Search code examples
rsplitsapply

RSME on dataframe of multiple files in R


My goal is to read many files into R, and ultimately, run a Root Mean Square Error (rmse) function on each pair of columns within each file. I have this code:

    #This calls all the files into a dataframe
filnames <- dir("~/Desktop/LGsampleHUCsWgraphs/testRSMEs", pattern = "*_45Fall_*")
    #This reads each file
read_data <- function(z){
       dat <- read_excel(z, skip = 0, ) 
       return(dat)
    }
    #This combines them into one list and splits them by the names in the first column
datalist <- lapply(filnames, read_data)
    bigdata <- rbindlist(datalist, use.names = T)
    splitByHUCs <- split(bigdata, f = bigdata$HUC...1 , sep = "\n", lex.order = TRUE)

So far, all is working well. Now I want to apply an rmse [library(Metrics)] analysis on each of the "splits" created above. I don't know what to call the "splits". Here I have used names but that is an R reserved word and won't work. I tried the bigdata object but that didn't work either. I also tried to use splitByHUCs, and rMSEs.

rMSEs <- sapply(splitByHUCs, function(x) rmse(names$Predicted, names$Actual)) 
write.csv(rMSEs, file = "~/Desktop/testRMSEs.csv")

The rmse code works fine when I run it on a single file and create a name for the dataframe:

read_excel("bcc1_45Fall_1010002.xlsm")
bcc1F1010002 <- read_excel("bcc1_45Fall_1010002.xlsm")
rmse(bcc1F1010002$Predicted, bcc1F1010002$Actual)

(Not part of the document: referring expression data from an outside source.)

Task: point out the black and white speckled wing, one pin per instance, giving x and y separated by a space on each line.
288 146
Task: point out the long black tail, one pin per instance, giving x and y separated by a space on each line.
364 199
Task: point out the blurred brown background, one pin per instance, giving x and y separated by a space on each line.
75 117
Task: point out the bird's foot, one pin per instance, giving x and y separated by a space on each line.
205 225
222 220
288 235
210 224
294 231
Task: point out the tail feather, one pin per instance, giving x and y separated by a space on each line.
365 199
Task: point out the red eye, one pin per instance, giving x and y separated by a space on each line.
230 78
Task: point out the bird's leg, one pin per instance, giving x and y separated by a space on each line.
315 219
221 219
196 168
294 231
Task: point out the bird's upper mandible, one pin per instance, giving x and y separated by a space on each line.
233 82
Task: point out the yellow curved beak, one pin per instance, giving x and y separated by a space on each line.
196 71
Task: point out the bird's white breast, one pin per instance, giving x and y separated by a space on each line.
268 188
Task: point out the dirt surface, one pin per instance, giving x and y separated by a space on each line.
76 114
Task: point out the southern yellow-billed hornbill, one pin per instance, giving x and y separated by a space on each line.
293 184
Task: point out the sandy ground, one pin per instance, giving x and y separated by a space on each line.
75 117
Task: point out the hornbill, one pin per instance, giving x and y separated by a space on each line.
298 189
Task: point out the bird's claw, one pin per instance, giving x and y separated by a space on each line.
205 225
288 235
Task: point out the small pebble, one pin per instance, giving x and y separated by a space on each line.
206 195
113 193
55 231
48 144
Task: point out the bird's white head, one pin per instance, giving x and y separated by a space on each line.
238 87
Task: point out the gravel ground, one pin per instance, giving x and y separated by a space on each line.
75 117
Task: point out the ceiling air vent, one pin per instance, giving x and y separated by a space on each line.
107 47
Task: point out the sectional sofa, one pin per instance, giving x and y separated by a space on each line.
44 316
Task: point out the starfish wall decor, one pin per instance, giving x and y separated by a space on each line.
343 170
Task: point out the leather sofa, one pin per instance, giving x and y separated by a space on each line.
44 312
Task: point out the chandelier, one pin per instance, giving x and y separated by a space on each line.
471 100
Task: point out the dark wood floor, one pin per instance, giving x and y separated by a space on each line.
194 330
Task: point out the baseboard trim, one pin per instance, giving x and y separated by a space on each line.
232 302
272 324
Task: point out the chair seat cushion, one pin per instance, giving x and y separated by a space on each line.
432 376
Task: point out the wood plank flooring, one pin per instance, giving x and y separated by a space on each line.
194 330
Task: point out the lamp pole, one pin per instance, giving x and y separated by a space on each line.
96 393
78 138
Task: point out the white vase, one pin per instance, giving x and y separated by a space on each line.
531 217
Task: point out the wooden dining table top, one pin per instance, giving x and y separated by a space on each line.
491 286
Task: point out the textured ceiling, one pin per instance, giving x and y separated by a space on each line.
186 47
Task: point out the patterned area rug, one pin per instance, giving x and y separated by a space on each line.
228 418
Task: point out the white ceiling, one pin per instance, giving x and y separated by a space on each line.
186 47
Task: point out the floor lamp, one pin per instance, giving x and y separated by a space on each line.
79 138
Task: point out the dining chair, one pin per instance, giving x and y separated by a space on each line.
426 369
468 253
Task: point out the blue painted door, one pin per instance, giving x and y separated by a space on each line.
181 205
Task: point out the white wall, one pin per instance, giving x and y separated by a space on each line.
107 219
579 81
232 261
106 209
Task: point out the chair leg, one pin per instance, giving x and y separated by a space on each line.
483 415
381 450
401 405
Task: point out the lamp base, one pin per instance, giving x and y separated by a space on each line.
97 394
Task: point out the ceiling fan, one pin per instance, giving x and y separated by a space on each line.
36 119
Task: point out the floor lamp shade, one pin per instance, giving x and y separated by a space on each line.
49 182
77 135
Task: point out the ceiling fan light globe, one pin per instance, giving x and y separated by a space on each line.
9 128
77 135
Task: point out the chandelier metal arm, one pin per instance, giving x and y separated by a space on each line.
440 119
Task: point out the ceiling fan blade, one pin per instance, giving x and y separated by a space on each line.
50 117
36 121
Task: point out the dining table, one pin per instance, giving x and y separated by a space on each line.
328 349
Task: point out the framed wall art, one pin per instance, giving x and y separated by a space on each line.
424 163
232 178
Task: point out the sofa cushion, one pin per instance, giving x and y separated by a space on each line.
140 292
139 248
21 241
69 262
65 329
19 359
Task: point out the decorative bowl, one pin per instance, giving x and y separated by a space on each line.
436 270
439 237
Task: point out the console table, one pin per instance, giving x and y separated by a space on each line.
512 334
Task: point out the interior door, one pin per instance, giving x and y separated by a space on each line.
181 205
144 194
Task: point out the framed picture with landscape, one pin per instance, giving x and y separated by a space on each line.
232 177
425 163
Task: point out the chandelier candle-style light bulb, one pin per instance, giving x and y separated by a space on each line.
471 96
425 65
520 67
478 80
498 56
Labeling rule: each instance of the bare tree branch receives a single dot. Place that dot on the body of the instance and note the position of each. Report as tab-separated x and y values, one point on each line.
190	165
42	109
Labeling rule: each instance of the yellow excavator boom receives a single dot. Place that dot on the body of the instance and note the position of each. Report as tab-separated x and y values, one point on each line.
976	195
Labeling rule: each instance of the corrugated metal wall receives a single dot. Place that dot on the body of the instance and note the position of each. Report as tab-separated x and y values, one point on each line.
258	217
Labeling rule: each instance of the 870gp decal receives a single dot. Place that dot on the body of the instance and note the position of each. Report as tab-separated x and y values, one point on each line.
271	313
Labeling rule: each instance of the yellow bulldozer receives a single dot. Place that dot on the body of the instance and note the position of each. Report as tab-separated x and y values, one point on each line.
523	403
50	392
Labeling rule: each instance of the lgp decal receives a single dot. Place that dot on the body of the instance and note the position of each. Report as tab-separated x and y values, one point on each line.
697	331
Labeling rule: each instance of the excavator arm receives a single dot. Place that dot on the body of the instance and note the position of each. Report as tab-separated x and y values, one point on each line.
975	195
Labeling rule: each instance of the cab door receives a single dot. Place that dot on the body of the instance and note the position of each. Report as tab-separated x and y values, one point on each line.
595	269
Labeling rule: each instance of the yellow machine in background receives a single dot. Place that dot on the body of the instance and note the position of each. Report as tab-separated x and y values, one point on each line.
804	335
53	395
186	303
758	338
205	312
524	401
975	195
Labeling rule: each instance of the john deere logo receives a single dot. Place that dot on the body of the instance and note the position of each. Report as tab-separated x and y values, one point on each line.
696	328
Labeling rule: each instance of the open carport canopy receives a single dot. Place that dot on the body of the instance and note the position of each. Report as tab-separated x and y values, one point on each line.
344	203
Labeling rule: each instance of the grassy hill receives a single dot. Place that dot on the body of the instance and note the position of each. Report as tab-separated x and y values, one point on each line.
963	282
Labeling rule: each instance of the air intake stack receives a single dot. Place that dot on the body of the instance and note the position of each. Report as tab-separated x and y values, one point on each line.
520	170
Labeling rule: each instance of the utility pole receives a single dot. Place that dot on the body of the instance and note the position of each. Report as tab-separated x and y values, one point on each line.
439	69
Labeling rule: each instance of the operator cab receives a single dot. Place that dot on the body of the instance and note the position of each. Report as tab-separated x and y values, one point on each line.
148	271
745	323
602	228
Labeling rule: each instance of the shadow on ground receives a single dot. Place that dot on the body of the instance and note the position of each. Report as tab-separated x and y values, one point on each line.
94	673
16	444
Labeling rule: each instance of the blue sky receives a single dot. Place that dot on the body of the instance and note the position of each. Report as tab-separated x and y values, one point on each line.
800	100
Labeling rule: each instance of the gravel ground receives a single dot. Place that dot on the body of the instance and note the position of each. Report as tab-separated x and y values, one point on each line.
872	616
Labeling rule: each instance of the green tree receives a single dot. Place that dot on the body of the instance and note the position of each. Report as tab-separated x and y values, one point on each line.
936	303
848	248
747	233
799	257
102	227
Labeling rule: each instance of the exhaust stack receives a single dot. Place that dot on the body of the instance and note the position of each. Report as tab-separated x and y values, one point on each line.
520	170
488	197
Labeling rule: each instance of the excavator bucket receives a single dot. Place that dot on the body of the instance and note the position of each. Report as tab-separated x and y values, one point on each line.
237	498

The "splits" are named by the "splitByHUCs" script, like this:sample of split results

They are named for the file they came from, appropriately. I need some kind of reference name for the rmse formula and I don't know what it would be. Any ideas? Thanks. I made some small versions of the files, but I don't know how to add them here.


Solution

  • As it is a list, we can loop over the list with sapply/lapply as in the OP's code, but the names$ is incorrect as the lambda function object is x which signifies each of the elements of the list (i.e. a data.frame). Therefore, instead of names$, use x$

    sapply(splitByHUCs, function(x) rmse(x$Predicted, x$Actual))